VirtualAnatomy - Anatomieausbildung 2.0



Explorative Studie

Erstes Bild: Das Labor mit gestartetem Dornheim Segmenter um das medizinische Szenario zu erarbeiten. Zweites Bild: Atlas-basierte Erarbeitung des medizinischen Szenarios. Die Aufgabe der Studierenden war es, Strukturen wie Muskeln und Bänder des Sprunggelenks zu beschriften.

Am 16. und 18. Februar 2016 wurden jeweils 20 Medizinstudierende in die Fakultät für Informatik der Otto-von-Guericke-Universität Magdeburg eingeladen um an unserer Studie teilzunehmen. Die Studierenden erhielten am ersten Tag die Aufgabe, die Muskeln und Bänder des Kniegelenks in Form farbiger Bänder korrekt an einem Knochenpräparat des Knies anzubringen und zu beschriften. Während eine Gruppe der Studierenden hierzu ihre eigenen Anatomie-Atlanten nutzte, stand der anderen Gruppe der Dornheim Segmenter® 3D Presenter mit einem zuvor segmentierten 3D-Modell des Körperspenders zur Verfügung. Am Nachmittag wurde das Erlernte am realen Körperspender und mithilfe eines Puzzles in der Anatomie abgefragt. Am zweiten Tag wurden die Gruppen getauscht und wiederholten die Übung am Sprunggelenk. Ein initialer Test zum räumlichen Verständnis sollte zusätzlich die spätere Bewertung der Studienergebnisse erleichtern.
Wir haben uns über das Interesse und die rege Teilnahme sehr gefreut und bedanken uns bei allen Teilnehmern.

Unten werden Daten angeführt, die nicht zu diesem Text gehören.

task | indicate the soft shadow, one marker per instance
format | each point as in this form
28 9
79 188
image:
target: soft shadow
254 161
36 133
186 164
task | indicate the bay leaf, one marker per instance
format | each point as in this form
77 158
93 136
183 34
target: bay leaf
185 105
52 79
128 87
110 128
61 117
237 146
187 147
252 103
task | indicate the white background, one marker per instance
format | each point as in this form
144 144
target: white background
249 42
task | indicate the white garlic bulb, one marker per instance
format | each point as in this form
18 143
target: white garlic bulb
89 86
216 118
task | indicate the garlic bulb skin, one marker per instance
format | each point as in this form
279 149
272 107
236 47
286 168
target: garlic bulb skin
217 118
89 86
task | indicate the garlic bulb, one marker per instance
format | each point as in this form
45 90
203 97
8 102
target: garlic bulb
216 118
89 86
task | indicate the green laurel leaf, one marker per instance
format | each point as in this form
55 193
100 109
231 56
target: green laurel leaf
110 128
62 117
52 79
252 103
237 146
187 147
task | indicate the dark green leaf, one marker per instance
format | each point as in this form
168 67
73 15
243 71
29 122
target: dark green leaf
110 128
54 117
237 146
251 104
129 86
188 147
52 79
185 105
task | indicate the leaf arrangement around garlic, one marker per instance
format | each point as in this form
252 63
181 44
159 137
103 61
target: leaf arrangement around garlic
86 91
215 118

Erstes Bild: Beschrifteter Ansatz und Ursprungeines Muskels. Zweites Bild: Absprache der Anatomen auf die Befragung der Studierenden. Drittes Bild: 3D Puzzle der Knochen des Sprunggelenks

VirtualAnatomy

Am 1. Oktober 2015 startete das Projekt Virtual Anatomy, welches vom Bundesministerium für Wirtschaft und Energie gefördert wird. In diesem Projekt werden in den kommenden 2,5 Jahren innovative Konzepte entwickelt und erprobt, die die Anatomieausbildung modernisieren sollen. So werden die Körperspender, an denen Studierende der Medizin das Präparieren erproben, digital in hoher Auflösung erfasst, sodass die Präparation auch virtuell nachvollzogen werden kann. Während das Leichenpräparat nur eine begrenzte Zeit lang genutzt werden kann, stehen die virtuellen Modelle prinzipiell immer zur Verfügung. Eine der sehr praktischen Forschungsfragen ist, wie man die Betrachtung und Analyse der 3D-Modelle in das Curriculum der Anatomieausbildung sinnvoll und möglichst direkt integrieren kann.

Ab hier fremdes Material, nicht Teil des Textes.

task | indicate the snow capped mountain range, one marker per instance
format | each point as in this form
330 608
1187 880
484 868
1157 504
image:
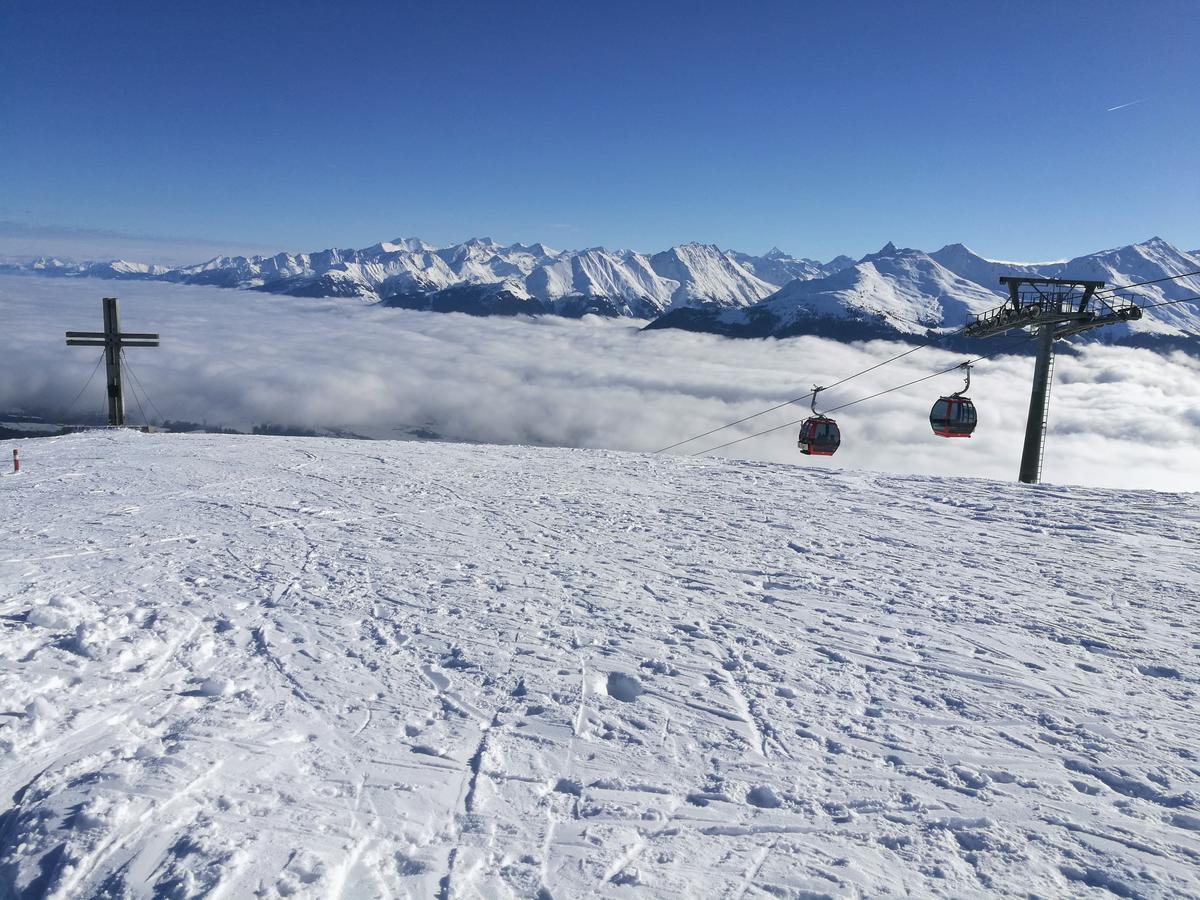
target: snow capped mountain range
690 286
909 292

Geleitet wird das Projekt von der Firma Dornheim Medical Images GmbH, die ihre Kompetenz in der Segmentierung medizinischer Bilddaten einbringt. An der Universität sind das Institut für Anatomie (Prof. Rothkötter) und der Lehrstuhl für Visualisierung (Prof. Preim) daran beteiligt. Am Institut für Anatomie werden die entwickelten Lösungen erprobt und verfeinert. Der Lehrstuhl für Visualisierung bringt Erfahrung mit anderen medizinischen Trainingssystemen ein und realisiert innovative Visualisierungstechniken für die komplexen Daten.